In that study, RAS mutations as an inclusive group appeared associated with poorer PFS (median, 7.3 months vs. 8.8 months; P = .02) and OS (15.5 months vs. 19.3 months) in the panitumumab combination arm compared with FOLFOX4 alone. Douillard and colleagues also found that any RAS exon 3 (codon 59) mutation might be a negative predictor for panitumumab efficacy.
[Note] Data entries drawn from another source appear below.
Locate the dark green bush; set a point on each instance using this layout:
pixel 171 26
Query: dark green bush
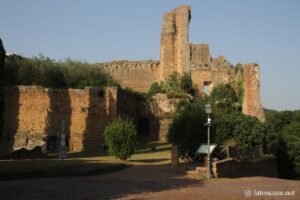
pixel 120 137
pixel 188 128
pixel 291 141
pixel 174 86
The second study, the phase 3 CRYSTAL trial, evaluated the addition of cetuximab to FOLFIRI chemotherapy. Van Cutsem and colleagues showed other RAS mutations detected were associated with a lack of benefit from the addition of cetuximab with regard to PFS (median, 7.4 months vs. 7.5 months) and OS (16.4 months vs. 17.7 months) among patients without mutations in codon 12 or 13 of KRAS exon 2. Patients without any RAS mutations detected experienced significant PFS (median 9.9 months vs. 8.4 months) and OS (23.5 months vs. 20 months; P ˂ .05 for both) benefits with the addition of cetuximab to chemotherapy.

These data stress the need for a wider-range of molecular analyses for metastatic colorectal cancer, according to the committee.

“In addition to RAS testing, other biomarkers are needed to determine the best treatment for patients with metastatic colorectal cancer, because the efficacy of anti-EGFR monoclonal antibody therapy, even in the RAS wild-type population, is modest,” Allegra and colleagues wrote. “We have yet to find predictive biomarkers to guide selection of the treatment most likely to benefit patients with metastatic colorectal cancer.” – by Anthony SanFilippo


Allegra CJ. J Clin Oncol. 2015;doi:10.1200/JCO.2015.63.9674.

Douillard JY, et al. N Engl J Med. 2013;doi:10.1056/NEJMoa1305275.
Van Cutsem E, et al. J Clin Oncol. 2015; doi:10.1200/JCO.2014.59.4812.

Disclosure: One member of the provisional clinical opinion update committee reports consultant/advisory roles with Amgen, Intervention Insights, the Medical Research Council and Palmetto GBA. All other members report no relevant financial disclosures.